Nadie entiende, solo tu. Y hasta mientras me estabas cortando, seguías diciendo “No se.” Así que a lo mejor tu tampoco entiendes. “No se,” digo yo. Todos me dicen que no hace sentido, que te de un tiempito y que volverás. Que: “Quien no quisiera estar con una mujer como tu, Shei?” Yo les digo: “El.” Tú. Y que no quiero guardar esperanzas de que vas a volver.
Por la ansiedad, estuve seis días y medio sin poder comer. Todo lo que me metía al cuerpo lo vomitaba. No me di cuenta porque era, hasta que te fuiste y al lado de la puerta empecé a llorar. No me podía meter nada al cuerpo porque estaba lleno de dolor. Y llore toda la noche. Y cuando salio el sol, llore todo el día. Como niña, con llantos, llore en mi casa, en el carro, en el trabajo, en el gimnasio, con cada persona que me abrazaba solo por saludarme. Llore. No hable, porque realmente no podía, pero intente sacar todo el dolor. Y me desperté el siguiente día con dolor y cada día que pasa, todavía me duele. Me preguntan “Como estas?” Y yo con el corazón en pedacitos, sintiendo un vacío, aguantando ese nudo en mi garganta, aguantando lagrimas y forzando una sonrisa. Todavía con ansiedad. Todavía deseando y queriendo que vuelvas. Pidiéndole a Dios y a quien mas me escuche que me ayude. Digo, “Tranquila.”
Te extraño tanto.
No puedo ni estar en mi casa. Cada vez que estoy en la cocina, te siento detrás de mi, abrazándome mientras cocino. Cada vez que estoy en el baño ya no esta tu cepillo y cuando miro el inodoro ya no me río porque me dejaste la tapa arriba a propósito. Cada vez que miro el sofá, solo me recuerdo de nuestro primer beso, nuestras noches apapachandonos, y los momentos de pasión. Cada vez que me acuesto en la cama, solo te veo tirando almohadas, te escucho roncando y te siento acariciándome mi panza, mis muslos, mis nalgas. Y cada vez que llego y cierro la puerta se que al rato ya no vas a llegar gritando “Babe! Ay, tan guapa! Como estas?!” darme un beso y ir a lavarte las manos y cepillarte la lengua.
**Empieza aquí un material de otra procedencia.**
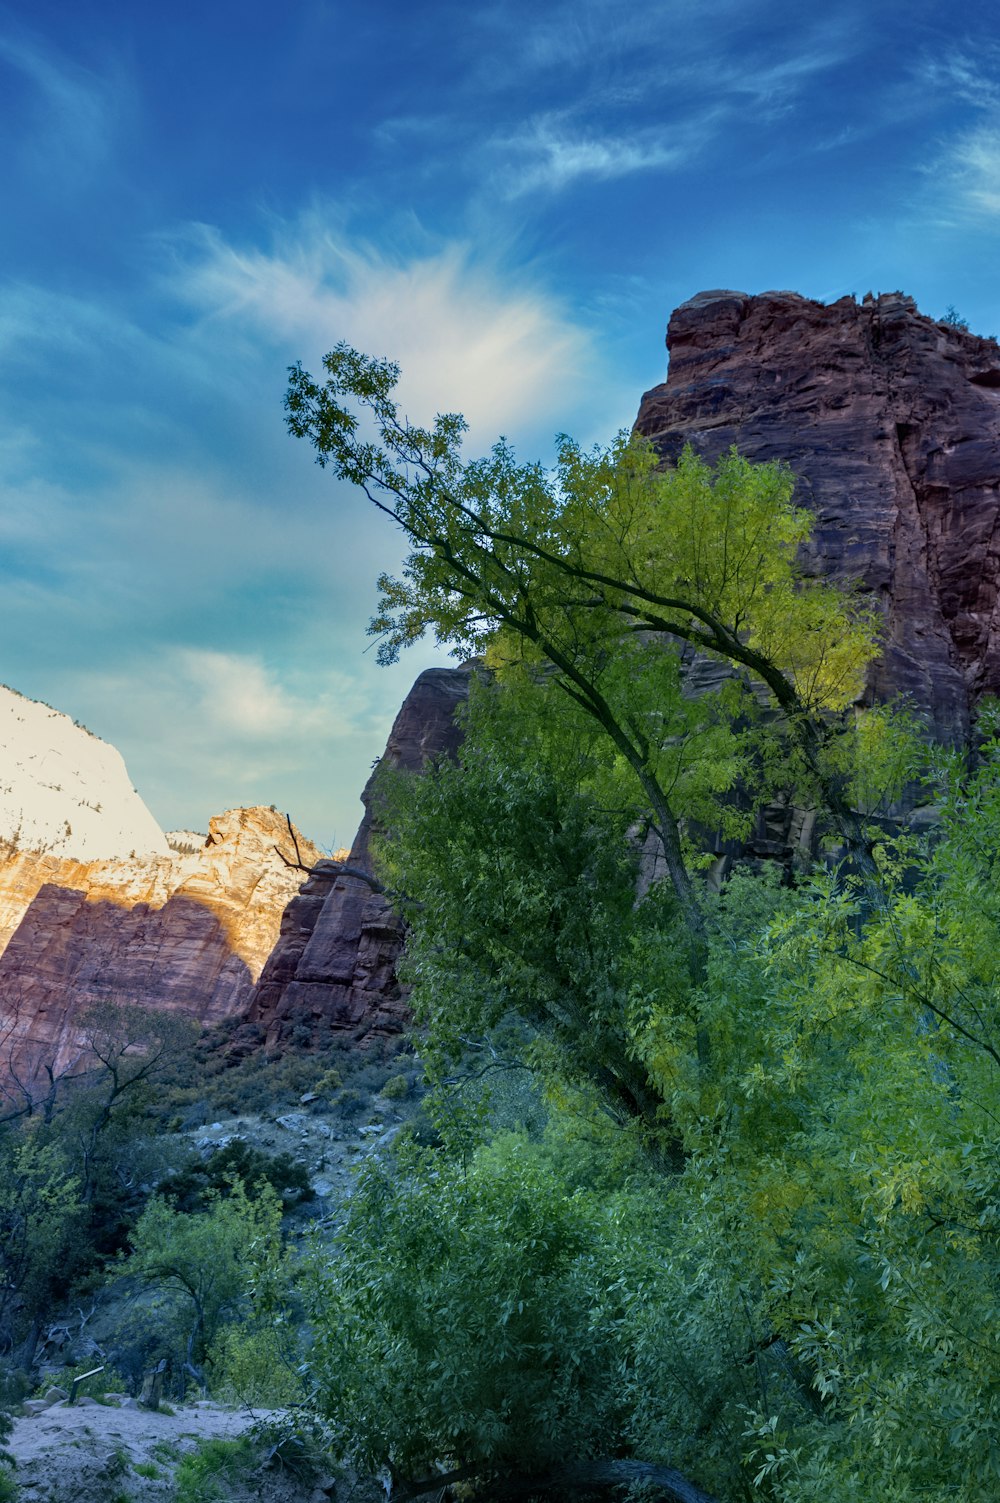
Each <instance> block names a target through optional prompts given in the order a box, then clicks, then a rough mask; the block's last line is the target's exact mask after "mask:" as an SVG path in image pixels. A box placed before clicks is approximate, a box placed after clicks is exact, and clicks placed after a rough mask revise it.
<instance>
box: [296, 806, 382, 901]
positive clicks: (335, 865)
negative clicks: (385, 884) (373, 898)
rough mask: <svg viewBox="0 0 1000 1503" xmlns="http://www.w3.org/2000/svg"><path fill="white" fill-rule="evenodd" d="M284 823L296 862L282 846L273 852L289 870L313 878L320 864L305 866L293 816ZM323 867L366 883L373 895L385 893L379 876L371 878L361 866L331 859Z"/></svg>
mask: <svg viewBox="0 0 1000 1503" xmlns="http://www.w3.org/2000/svg"><path fill="white" fill-rule="evenodd" d="M284 822H286V825H287V827H289V834H290V837H292V845H293V846H295V861H290V860H289V857H287V855H286V854H284V851H283V849H281V846H272V851H274V852H275V855H278V857H280V858H281V861H283V863H284V864H286V866H287V867H289V870H292V872H305V875H307V876H313V873H314V872H316V866H317V864H319V863H316V864H314V866H307V864H305V861H304V860H302V852H301V851H299V837H298V836H296V833H295V825H293V824H292V816H290V815H286V816H284ZM323 866H326V867H331V866H332V867H335V870H337V876H353V878H356V879H358V881H359V882H364V884H365V885H367V887H370V888H371V891H373V893H385V887H383V885H382V882H379V879H377V876H371V873H370V872H362V869H361V867H359V866H346V864H344V863H343V861H331V860H329V858H325V860H323Z"/></svg>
Ni te imaginas lo que pienso cuando pienso en ti. Mas de tus ojos achinados y tus labios rojos, tu barbita suave, tus nalgas chulas y tus piernas sexy. Tu calma. Pienso en todos los detalles de ti que me encantan. Todos, hasta las cosas mas pequeñas. Desde como caminas, tu voz, como te enfrías las manos mientras manejas, la manera que viras tus ojos y sonríes. Y también pienso en los momentos en que se me olvidaba ser agradecida por ti. Pienso en las peleitas estupidas que tuvimos que ni valían la pena. Tantas cosas que hoy me hacen pensar, “Por eso se fue.” Pienso en lo estupida que fui en confiar. Y aunque hubieron millones de cosas buenas y lindas que me hacen sonreír, yo solo quisiera tener otra oportunidad para poder querernos y no cometer los mismos errores.
Te amo y te adoro. Y no estoy totalmente segura de lo que estoy haciendo la mayoría del tiempo, pero si se que la primera persona en que pienso cuando me despierto por las mañanas y la ultima persona en que pienso cuando me acuesto a dormir en las noches eres tu. Y aunque se que todos tenemos nuestros defectos, para mi, tu eres perfecto.
Me pediste que pensara las cosas y eso hice. Y hasta con el ultimo mensaje que me enviaste, que fue un mensaje super feo e innecesario, entiendo que también vino de un lugar de frustración y enojo y yo te acepto a ti tal y como eres. Yo quiero estar contigo. No te quiero perder. Sea lo que sea, con todo lo venga, yo te quiero. Y quiero intentarlo contigo hasta que nos salga bien.
Yo te quiero, pero no te necesito. Y sé que un hombre que vale la pena no es aquel que te deja ir porque mereces algo mejor. Es el que lucha por ser lo mejor para ti.